Sim, a gente custa a crer. Mas passa como uma sombra. Apenas um sopro. Outro dia, há cinquenta anos, em novembro de 1941, estávamos reunidos num jantar no cassino da Pampulha, em Belo Horizonte. Ainda agora achei o menu e, junto, o discurso do orador que saudou o homenageado. O orador: Murilo Rubião. O homenageado: Fernando Tavares Sabino, que é a assinatura do seu livro de estreia, aos dezessete anos. Achei também o discurso de agradecimento do Benjamim. 

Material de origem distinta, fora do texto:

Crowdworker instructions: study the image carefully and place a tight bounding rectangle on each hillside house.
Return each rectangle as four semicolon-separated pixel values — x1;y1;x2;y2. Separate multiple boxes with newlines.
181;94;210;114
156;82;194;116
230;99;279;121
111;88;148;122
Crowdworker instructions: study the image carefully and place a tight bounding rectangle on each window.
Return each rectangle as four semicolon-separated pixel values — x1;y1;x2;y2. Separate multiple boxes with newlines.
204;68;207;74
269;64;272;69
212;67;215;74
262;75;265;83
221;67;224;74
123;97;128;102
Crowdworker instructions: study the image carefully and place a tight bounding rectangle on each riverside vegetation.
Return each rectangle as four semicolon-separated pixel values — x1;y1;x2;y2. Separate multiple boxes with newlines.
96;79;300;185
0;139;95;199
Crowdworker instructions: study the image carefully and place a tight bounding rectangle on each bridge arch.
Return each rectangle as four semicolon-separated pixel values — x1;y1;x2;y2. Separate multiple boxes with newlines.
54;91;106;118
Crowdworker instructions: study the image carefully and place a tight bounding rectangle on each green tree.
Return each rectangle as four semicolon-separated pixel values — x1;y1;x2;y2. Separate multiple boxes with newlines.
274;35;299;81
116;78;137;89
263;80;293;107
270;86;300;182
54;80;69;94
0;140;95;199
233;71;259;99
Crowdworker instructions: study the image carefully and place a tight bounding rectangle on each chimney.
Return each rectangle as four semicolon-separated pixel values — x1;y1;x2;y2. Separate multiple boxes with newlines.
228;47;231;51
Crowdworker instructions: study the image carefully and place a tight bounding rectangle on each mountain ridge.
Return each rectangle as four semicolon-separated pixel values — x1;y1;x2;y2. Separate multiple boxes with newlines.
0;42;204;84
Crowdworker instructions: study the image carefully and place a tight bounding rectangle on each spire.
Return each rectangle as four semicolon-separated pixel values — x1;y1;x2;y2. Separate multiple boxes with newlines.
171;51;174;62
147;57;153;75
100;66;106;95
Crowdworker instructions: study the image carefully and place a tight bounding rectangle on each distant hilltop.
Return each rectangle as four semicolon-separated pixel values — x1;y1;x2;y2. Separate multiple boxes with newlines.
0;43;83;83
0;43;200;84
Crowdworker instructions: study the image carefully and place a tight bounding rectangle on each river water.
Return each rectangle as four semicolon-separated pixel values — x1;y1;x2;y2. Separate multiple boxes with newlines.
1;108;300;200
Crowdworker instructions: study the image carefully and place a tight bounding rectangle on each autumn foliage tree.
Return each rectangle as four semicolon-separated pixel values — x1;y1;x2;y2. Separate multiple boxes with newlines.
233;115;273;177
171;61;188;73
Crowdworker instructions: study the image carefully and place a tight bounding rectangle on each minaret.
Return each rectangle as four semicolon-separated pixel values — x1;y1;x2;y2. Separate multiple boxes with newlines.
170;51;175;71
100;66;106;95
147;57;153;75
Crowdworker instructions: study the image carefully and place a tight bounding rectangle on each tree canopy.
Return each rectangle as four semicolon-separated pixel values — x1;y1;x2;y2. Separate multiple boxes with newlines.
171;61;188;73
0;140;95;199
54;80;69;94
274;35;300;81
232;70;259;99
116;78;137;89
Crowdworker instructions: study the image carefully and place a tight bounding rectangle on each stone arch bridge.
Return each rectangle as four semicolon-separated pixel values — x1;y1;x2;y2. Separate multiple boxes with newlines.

Benjamim era como o Murilo chamava o Fernando desde aquela época. Não sei de onde vinha essa mania de apelidos. O Hélio Pellegrino era um que curtia os apelidos. Curtia e inventava, às vezes dois ou três para a mesma pessoa. O Murilo, por exemplo, sempre foi o Rubionem. Ou o Ecce. Ou o Ecce Iterum. Tudo por causa de um artigo do Benone Guimarães. Tinha este título: "Ecce Iterum Rubionem". Só que o Rubião no caso era o do Machado de Assis. 

Bom para apelido, o Hélio era também muito bom para a imitação. Eu dizia que imitava as imitações do Hélio. Imitando o Murilo não me saía mal. Ele próprio achava graça. Em 1946, veio para o Rio. Eu alugava um apartamento de dois quartos no Posto Seis. Quando o senhorio foi eleito governador de Minas em 1950, levou-o de volta. Sim, o JK. Eu tinha tido ao lado a confortadora presença de um anjo que às vezes pigarreava. Cacoete de tímido, Murilo passava a mão pela calva. Careca desde mocinho, nos retratos está sempre de chapéu. 

Na Folha de Minas, nos botequins e na noite, nosso irmão mais velho era atento e atencioso. Vigiava e orava. Leitor contumaz da Bíblia, era ateu, mas acreditava em Nossa Senhora. Organizadíssimo desde que nasceu, seu arquivo deve se lembrar de tudo. A notícia de sua doença motivou nossa última excursão coletiva a Belo Horizonte. Almoçamos, passeamos na praça da Liberdade e pegamos o avião de volta. Paulo, Hélio, Fernando e eu. Ninguém disse nada, mas no ar pesava aquele opressivo adeus. Murilo tossiu, discreto. 

Só do tempo do Posto Seis, são muitas as histórias. O Paulo divulgou numa crônica a do convidado. Dias e noites, o Murilo calado diante da folha de papel. Até que arrisquei uma olhadela. Uma única frase: o convidado não existe. Era mais um conto.Vi nascer Teleco, o coelhinho. Dromedários, dragões e outros bichos podem ser fantásticos, vá lá. Para nós eram a doce fauna do nosso doce Murilo. Ecce!